Having seen my fair share of improvement initiatives, I can tell you the biggest Six Sigma hurdles rarely involve the technical aspects. The real challenges are human: resistance to change (people get mighty attached to “the way we’ve always done it”), leadership commitment that fades when quick wins don’t materialize, and the struggle to maintain momentum when everyday fires demand attention. Another sneaky obstacle? Data collection – many organizations are shocked to discover they don’t actually measure the things that matter most! The most successful implementations have strong executive sponsorship, clear communication about the “why,” and celebrate small victories along the way.
How does Six Sigma save money?
Six Sigma can have an incredible financial impact. I have seen companies discover they were bleeding money in areas they never even considered! These savings come from reduced waste (materials and time), less rework due to defects, reduced variability leading to more predictable performance, and additional capacity without an expanded workforce. Beyond the dollar savings are harder-to-quantify benefits: happier customers, less-stressed employees, and more capacity to focus on growth rather than putting out fires. The ROI can be significant as many organizations see 3-5x returns on investment on their Six Sigma training and implementation.

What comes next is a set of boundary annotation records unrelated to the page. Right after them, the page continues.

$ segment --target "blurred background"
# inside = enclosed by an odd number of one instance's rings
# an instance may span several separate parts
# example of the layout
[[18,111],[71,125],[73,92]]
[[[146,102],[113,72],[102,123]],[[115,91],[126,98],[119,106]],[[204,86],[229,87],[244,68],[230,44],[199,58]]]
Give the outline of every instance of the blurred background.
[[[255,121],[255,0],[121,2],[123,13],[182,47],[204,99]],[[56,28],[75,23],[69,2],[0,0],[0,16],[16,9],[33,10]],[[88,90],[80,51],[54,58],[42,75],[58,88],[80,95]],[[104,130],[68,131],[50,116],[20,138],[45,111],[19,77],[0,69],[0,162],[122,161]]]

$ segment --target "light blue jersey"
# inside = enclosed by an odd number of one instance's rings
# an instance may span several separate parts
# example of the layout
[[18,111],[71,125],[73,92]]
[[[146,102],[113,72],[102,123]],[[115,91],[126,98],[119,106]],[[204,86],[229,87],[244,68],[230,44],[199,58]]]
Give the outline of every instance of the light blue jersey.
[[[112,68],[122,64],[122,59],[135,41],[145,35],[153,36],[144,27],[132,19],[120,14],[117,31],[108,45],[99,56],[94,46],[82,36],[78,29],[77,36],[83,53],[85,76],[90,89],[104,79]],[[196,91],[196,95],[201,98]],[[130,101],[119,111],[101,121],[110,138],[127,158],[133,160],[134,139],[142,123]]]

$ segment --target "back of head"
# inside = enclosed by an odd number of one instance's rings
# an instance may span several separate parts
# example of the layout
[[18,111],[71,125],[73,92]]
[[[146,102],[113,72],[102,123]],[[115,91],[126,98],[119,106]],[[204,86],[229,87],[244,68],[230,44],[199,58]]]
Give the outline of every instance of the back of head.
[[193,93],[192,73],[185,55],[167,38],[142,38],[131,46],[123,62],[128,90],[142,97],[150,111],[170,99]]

How does Tallyfy support Six Sigma initiatives?
We at Tallyfy view our workflow software as a great complimentary solution to Six Sigma programs. In contrast, Six Sigma offers the methodology to address problem processes, while Tallyfy provides the framework to document, standardize and automate the processes made better. Our platform enables you to capture the “before” state (very important in the Measure phase), execute and monitor the new super-improved process, and sustain the gain during the Control phase. Tallyfy contributes to this by offering real-time visibility into how processes are happening and automatically collecting performance data, hundreds of times reduced manual work that the Six Sigma approach required which is not only sufficient and making it easier for you to get results, but also ensures that the changes stay in place, and which has been proven at many Tallyfy customers.
Why is Tallyfy passionate about process improvement methodologies like Six Sigma?
We’re naturally attracted to Six Sigma because we have the same obsession with removing chaos from business processes! Six Sigma’s data-driven techniques to reduce the cause of variation and defects are applied to the utmost end. During Six Sigma, and during Tallyfy, we both know that quality begins with the basis of wrote, standardized that processes. What strikes us particularly is Six Sigma’s focus on measurement, if you don’t measure you can’t improve. This is why we’ve baked in strong tracking into our own platform, so that teams have the data they need to pinpoint issues and prove that fixes are working. Underpinned by these questions we think Tallyfy’s workflow automation can be an extremely powerful addition to the Six Sigma toolbox combining analytical rigor with process/user satisfaction.